MIENTRAS DUERMES, Y YO PENSANDO

  —No sé si alguna vez te ha ocurrido, me miro y no me reconozco. Han pasado más de veintisiete años. ¡No! quizá veintiocho pero fue ayer. Sí, ahora lo recuerdo, fue ayer.
  »Tú tenías…, poco menos que ahora. Acaso un par de arrugas menos. ¡Espera! ¡No! Sólo una menos, es la misma, la que nace dos veces, una en cada extremo de tu mirada. Sí, ahora la veo, es la misma y tiene nombre. Siempre aparece cuando sonríes.
  »¿Yo también la llevo?
  »Pero la mía tiene más compañeras. Una de ellas fue por…, ya sabes. ¡Cuanta felicidad nos regaló!
  »¡Claro que hay más! Pero de las otras sólo importa una. Sí, la de abajo es la más reciente y todavía no se ha consolidado.
  »¿Cuánto tarda en cicatrizar una arruga? Ya me quedé sin lágrimas para recorrerla. Tú en cambio la lloraste por dentro, duele sin sal. Es curioso la sangre es dulce. ¡Qué lágrimas tan diferentes!

  —Fue ayer, incluso recuerdo la hora. Tú también. Esa hora mágica que nunca marcan los relojes. Agujas que parten del centro del corazón y siempre sonríen.
  »No es la misma sensación, será por eso que no me reconozco. ¿A ti también te pasa, verdad?
  »¿Cuántos caminos se pueden recorrer en veintiocho años? Aún recuerdo el primer cruce, tú tuviste más decisión y yo con mi manía de darle cien vueltas a cada paso. De lo que no llevo la cuenta es de los errores desandados. ¡Para qué! Nadie va a contar las pisadas que dejamos marcadas y el polvo que levantamos se lo llevó el viento de cada amanecida.
  »Siempre viendo salir el sol juntos. ¡No! Aquella noche la tormenta te despertó antes del alba y te asustaste. Bajaste a la habitación de abajo, allí retumban menos los truenos y yo estaba soñando contigo. ¿Para qué despertarme?

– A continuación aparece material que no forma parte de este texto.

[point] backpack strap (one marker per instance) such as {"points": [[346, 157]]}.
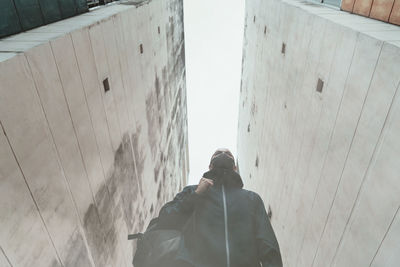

  —No, no es la misma sensación que ayer. Nos enfrentábamos a dos mundos desconocidos, ahora ya tenemos pasado. Miro hacia atrás y no me reconozco, queda sólo un futuro por descubrir, ni el tuyo ni el mío. Ya no somos dos, en física le llaman fusión, pero lo nuestro siempre fueron las letras y en ese capítulo se llama amor.
  »La de espinas que se nos han clavado en estos años, pero tú me enseñaste desde el principio a no quejarme. ¿Cuántos jarrones hemos llenado de rosas? Su olor aún se mantiene. ¿El dolor? Juntos es más apasionado también lo aprendí de ti. 
  »¿Y el viento? Me empujabas a buscar carreteras perdidas, te sigue gustando despeinarte sin el casco.
  —¿Cuánto vive una Vespa? —me solías preguntar.
  —Lo mismo que un romance, y ahí la tienes. ¡Vale hice trampa y una vez la pinté! ¿Y lo nuestro? ¿De cuantos colores le hemos dado una mano?

  —No sé si alguna vez te ha ocurrido, me miro y no me reconozco. Han pasado más de… pero no son las arrugas, porque fue ayer. En mi sólo veo la mitad de lo que hemos recorrido y ahora tengo cuatro manos y un sueño compartido.

 »¡Enséñame esa arruga! La que tiene nombre, la que nace dos veces y aparece cuando sonríes.